Thursday, March 26, 2009

school, glorious school

The dust has settled. We got our first choice public school and were waitpooled on all four of the privates to which we applied. Happy, of course, that we have a solid school in pocket, but a little sad about losing the chance for a unique educational experience for Z and O, at least in the elementary years. People have tried to be upbeat and reassuring that the waitlists could clear over the summer, but I see this one opportunity dimming. We'll try again for middle school, but it will be no less difficult, if not more so.

I was seduced by the offerings from the privates. Beautiful campuses, warmth and a sense of community, a fully-loaded curriculum, and - if I had to be honest - a chance to give my kids a leg up in the world. It was a glimpse into an entirely different experience that neither D nor I had as children. It was a gift we wanted to give Z and O, and it was frustrating that we couldn't pull it off. 

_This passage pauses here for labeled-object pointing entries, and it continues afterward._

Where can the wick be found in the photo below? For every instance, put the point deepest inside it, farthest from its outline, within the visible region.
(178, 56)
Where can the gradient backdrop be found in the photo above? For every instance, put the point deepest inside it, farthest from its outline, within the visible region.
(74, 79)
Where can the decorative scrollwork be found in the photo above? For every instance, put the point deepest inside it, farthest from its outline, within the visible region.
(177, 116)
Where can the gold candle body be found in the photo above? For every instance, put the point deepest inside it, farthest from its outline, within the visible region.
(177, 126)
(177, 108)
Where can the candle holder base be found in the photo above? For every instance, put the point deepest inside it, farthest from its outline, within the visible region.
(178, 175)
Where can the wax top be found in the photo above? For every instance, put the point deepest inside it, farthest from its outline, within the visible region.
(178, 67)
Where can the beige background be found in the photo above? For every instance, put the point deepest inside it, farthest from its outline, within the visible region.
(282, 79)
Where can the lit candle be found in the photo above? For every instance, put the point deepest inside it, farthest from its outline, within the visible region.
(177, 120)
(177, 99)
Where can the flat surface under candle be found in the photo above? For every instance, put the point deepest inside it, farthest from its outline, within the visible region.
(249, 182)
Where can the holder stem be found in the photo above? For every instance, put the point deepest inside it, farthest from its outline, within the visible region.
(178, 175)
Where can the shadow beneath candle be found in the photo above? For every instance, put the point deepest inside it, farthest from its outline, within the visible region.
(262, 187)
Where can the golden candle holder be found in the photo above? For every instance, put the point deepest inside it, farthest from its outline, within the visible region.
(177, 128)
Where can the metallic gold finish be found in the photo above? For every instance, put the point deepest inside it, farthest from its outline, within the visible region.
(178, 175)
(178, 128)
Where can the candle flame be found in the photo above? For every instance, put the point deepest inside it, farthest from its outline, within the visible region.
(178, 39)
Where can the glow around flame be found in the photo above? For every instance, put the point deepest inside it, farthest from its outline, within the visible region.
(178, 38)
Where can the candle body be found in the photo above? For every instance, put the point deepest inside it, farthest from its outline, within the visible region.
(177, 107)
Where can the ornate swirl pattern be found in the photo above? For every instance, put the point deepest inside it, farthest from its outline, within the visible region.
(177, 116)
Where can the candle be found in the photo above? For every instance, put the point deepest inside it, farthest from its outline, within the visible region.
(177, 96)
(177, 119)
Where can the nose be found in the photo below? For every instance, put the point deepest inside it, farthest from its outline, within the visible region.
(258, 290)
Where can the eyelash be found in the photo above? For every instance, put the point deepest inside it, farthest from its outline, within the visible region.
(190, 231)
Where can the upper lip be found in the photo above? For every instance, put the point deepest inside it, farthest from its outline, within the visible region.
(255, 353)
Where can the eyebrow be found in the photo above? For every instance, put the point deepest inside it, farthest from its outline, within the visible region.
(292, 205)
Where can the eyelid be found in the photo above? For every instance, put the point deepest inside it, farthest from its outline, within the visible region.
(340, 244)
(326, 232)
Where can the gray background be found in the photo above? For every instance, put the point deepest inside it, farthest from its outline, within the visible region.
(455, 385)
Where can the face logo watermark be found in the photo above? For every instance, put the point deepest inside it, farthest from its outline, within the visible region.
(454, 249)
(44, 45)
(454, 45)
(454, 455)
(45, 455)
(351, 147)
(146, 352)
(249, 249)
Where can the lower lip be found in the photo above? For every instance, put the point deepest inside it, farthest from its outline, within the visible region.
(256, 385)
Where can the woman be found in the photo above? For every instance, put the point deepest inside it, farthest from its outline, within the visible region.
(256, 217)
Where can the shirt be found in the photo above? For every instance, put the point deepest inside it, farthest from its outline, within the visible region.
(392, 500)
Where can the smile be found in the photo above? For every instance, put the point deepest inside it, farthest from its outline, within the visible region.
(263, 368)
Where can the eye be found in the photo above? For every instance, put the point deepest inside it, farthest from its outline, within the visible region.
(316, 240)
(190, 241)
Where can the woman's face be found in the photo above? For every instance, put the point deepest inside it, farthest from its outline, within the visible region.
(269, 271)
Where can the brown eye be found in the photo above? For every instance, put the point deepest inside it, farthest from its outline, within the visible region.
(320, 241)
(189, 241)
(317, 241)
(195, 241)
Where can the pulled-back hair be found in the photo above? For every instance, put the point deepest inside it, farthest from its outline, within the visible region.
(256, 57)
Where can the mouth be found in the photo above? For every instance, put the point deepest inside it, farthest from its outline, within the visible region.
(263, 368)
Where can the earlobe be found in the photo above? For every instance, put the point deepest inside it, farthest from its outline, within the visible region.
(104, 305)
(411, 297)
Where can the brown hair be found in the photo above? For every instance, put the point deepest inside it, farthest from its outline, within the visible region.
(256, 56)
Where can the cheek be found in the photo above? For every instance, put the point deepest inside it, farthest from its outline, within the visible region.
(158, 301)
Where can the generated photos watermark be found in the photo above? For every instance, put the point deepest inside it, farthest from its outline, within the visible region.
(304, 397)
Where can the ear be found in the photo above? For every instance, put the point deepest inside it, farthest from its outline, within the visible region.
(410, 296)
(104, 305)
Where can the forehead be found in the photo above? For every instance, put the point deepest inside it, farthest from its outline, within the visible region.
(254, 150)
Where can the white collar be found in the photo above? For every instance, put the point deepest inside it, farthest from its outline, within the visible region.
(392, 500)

We're being philosophical; God is pointing us toward the public. To reinforce that notion, there is a preschool next to the school's campus. I'm touring it in a few weeks, and if my gut says go, I'm submitting an application for O. The ability to minimize the impact of the double drop-off/pick-up is infinitely valuable.

I'm trying to not see this as a closed door but a turn in the road. It's hard not to feel a sense of loss, though. I'm wondering if the mere fact that my older baby is starting kindergarten in a few months is the root of my emotional reaction to the process. 

In the meantime, I'm indulging in fantasies of volunteering in the school library and chaperoning field trips.